Я залез на шконку, накрылся одеялом и, вкладывая всю душу, зашептал:
— Отче наш, — слезы навернулись на глаза, к горлу подступил ком.
— Еже еси на небеси, — слезы побежали ручьем, на душе стало спокойно-спокойно и легко, как будто с нее свалился камень и все, зона, Тюленев, террор, ушли в никуда. Я продолжил:
— Да крепится имя твое, да приидет царствие твое…
Заснул я так легко и безмятежно, как уже давно не засыпал.
Мне снилась воля… Горы Киргизии, усыпанные маками, яркими, красными, огромными, синее-синее озеро, кусты конопли выше головы. Ярко зеленые, с тяжелыми склоняющимися головками, налитыми сладостным дурманом — кайфом. Светило яркое-яркое солнце, на ярко-голубом небе не было ни единого облачка, в воздухе пахло пряно, было тепло-тепло, звенели какие-то насекомые, кружились яркие-яркие бабочки, заливались в трелях какие-то птицы и красивая девушка, с длинными-длинными волосами, с венком из цветов на голове, в тонкой, короткой, просвечивающей рубашке с вышивкой по вороту, манила меня сквозь листву, манила огромными глубокими глазами и загадочной улыбкой.
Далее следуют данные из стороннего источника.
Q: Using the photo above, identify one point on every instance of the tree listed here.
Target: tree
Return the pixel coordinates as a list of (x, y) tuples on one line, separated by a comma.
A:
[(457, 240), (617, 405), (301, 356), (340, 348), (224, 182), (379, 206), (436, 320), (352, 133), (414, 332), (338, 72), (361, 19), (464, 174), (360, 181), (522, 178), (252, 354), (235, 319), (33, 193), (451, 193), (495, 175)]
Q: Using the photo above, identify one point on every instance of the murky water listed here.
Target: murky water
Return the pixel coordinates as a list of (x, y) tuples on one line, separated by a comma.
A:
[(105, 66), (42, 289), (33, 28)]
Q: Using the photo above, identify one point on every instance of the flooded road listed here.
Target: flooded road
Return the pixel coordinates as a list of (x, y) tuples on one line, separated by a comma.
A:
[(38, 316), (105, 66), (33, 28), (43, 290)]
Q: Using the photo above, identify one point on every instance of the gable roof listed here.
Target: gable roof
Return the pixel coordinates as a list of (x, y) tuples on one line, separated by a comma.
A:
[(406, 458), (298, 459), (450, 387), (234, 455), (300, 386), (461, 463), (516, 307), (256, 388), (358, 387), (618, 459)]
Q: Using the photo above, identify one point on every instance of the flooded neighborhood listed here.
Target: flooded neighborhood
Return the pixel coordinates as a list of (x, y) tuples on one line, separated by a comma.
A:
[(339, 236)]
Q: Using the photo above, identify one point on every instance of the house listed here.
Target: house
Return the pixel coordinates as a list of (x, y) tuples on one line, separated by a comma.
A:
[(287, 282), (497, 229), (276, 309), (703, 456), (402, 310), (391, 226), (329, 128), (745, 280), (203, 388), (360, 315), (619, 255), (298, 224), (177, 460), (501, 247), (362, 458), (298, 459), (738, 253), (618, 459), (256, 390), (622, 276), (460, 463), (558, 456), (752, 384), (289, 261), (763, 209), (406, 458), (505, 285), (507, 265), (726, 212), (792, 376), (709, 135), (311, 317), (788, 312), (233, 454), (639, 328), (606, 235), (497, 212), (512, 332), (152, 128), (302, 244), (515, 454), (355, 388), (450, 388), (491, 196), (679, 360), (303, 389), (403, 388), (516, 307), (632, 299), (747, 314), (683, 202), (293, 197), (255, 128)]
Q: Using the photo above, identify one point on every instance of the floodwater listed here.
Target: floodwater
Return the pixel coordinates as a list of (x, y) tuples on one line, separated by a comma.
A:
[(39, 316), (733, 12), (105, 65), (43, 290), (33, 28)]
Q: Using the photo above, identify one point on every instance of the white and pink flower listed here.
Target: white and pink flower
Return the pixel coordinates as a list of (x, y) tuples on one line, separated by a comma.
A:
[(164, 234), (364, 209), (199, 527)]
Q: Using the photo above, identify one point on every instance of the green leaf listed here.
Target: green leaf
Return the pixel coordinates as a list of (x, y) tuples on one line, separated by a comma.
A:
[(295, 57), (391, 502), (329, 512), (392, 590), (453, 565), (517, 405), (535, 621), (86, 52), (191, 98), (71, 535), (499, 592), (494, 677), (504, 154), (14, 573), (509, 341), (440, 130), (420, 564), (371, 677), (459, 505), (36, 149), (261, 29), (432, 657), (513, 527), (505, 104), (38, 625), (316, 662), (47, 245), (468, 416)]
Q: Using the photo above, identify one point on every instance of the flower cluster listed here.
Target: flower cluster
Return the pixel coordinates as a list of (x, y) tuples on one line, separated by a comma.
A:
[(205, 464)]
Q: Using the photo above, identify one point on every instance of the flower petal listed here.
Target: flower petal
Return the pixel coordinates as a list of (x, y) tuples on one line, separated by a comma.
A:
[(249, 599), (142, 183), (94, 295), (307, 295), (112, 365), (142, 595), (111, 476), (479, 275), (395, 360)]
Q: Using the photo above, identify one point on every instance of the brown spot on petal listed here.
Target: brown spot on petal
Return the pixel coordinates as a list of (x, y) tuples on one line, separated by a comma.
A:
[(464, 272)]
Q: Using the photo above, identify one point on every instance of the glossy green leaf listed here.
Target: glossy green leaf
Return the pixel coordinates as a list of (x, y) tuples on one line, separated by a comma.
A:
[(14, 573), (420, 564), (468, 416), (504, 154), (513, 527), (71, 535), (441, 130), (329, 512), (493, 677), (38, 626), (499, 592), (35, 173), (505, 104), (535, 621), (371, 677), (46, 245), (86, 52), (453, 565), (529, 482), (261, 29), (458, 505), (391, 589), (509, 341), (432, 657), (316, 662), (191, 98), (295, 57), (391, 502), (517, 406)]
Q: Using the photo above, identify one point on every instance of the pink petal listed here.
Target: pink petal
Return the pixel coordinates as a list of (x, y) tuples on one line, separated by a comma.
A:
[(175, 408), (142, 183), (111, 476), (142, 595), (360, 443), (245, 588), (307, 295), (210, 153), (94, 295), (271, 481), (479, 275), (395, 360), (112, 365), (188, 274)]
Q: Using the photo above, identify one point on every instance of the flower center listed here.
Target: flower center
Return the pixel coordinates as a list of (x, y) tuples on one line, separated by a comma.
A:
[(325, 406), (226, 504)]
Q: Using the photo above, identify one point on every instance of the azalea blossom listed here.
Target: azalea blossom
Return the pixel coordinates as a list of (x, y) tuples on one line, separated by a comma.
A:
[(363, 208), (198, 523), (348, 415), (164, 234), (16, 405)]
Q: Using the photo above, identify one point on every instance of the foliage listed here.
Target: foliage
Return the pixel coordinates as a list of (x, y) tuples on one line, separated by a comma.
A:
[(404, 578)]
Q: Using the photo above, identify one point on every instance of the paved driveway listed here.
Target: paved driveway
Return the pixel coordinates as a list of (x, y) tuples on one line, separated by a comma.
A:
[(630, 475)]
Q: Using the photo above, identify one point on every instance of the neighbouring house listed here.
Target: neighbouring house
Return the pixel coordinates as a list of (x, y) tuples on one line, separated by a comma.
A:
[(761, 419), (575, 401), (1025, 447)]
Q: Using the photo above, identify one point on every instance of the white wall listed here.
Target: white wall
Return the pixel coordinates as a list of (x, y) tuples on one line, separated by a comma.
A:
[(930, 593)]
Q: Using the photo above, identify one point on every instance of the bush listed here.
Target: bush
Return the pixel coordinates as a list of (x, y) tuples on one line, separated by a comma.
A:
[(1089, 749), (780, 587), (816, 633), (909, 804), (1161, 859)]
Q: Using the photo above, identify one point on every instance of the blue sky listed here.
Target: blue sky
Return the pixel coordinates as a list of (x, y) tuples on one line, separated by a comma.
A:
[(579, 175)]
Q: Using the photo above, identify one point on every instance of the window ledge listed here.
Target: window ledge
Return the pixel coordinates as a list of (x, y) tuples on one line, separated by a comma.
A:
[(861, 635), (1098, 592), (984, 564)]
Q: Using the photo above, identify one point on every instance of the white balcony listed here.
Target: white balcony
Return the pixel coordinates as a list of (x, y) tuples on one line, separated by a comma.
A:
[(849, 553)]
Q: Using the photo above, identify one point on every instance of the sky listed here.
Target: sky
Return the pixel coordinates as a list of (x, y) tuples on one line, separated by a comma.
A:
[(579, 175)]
Я шагнул, раздвигая ветки и потянулся к ней, как что-то ожгло мне спину.
Я, привстав на руку, резко обернулся. В полутьме барака, освещенного одной неяркой лампой, увидел незнакомое мне лицо, оскаленное рыло и занесенную руку с ножом. Рыло охнуло и бросилось по проходу бежать в сторону выхода. Я почувствовал, как спину заливает что-то горячее. Потрогал. Липко. Больно, но не сильно. Просто жжет. Поднеся руку к самим глазам, понял — кровь. Меня порезали… И как сильно, я не знаю.
Осторожно слез со шконки, набросил на плечи телогрейку и, надев очки, направился к выходу. Мне казалось, что из меня хлещет, как из крана, ноги становились все тяжелее и тяжелее, голова почему-то гудела и в ней что-то стучало. Спина отнималась, казалось, у меня есть все: ноги, руки, голова, живот, а спины нет, я ее не чувствовал. Я шел долго-долго по темному бараку, по проходу вдоль шконок, где храпели и смотрели зековские сны люди, и виноватые, и не виноватые. Я видел их сны, я видел их мысли, я знал, за что они сидят, я хотел взять их боль, их страдания, их вину. Я шел медленно-медленно, казалось, я иду вечность, этот проход, этот барак, никогда не кончатся и если б не яркая лампочка над дверью, светившая мне маяком, я никогда не дошел бы до двери, до конца барака…
Открыв дверь, вышел в яркий-яркий коридор, такой яркий, что внезапно заболела голова и закружилась, закружилась внезапно, закружилось все вокруг. Я схватился за косяк. Ночной дневальный, пидарас Малуянов, молодой татарчонок с истасканным лицом, подняв голову с тумбочки, спросил с все больше и больше расширяющимися глазами, не отводя от моего лица взгляда:
— Ты че? Что тебе?.. Ты чего такой, ты че? Ты че?.. — и начал привставать, явно норовя рвать когти от моего странного вида и выражения лица.
— Меня убили, — просто сказал я и стал ждать, когда придет кто-нибудь за моим телом. Я стоял как истукан, как статуя и спокойно созерцал за суетой, возникшей после моих слов.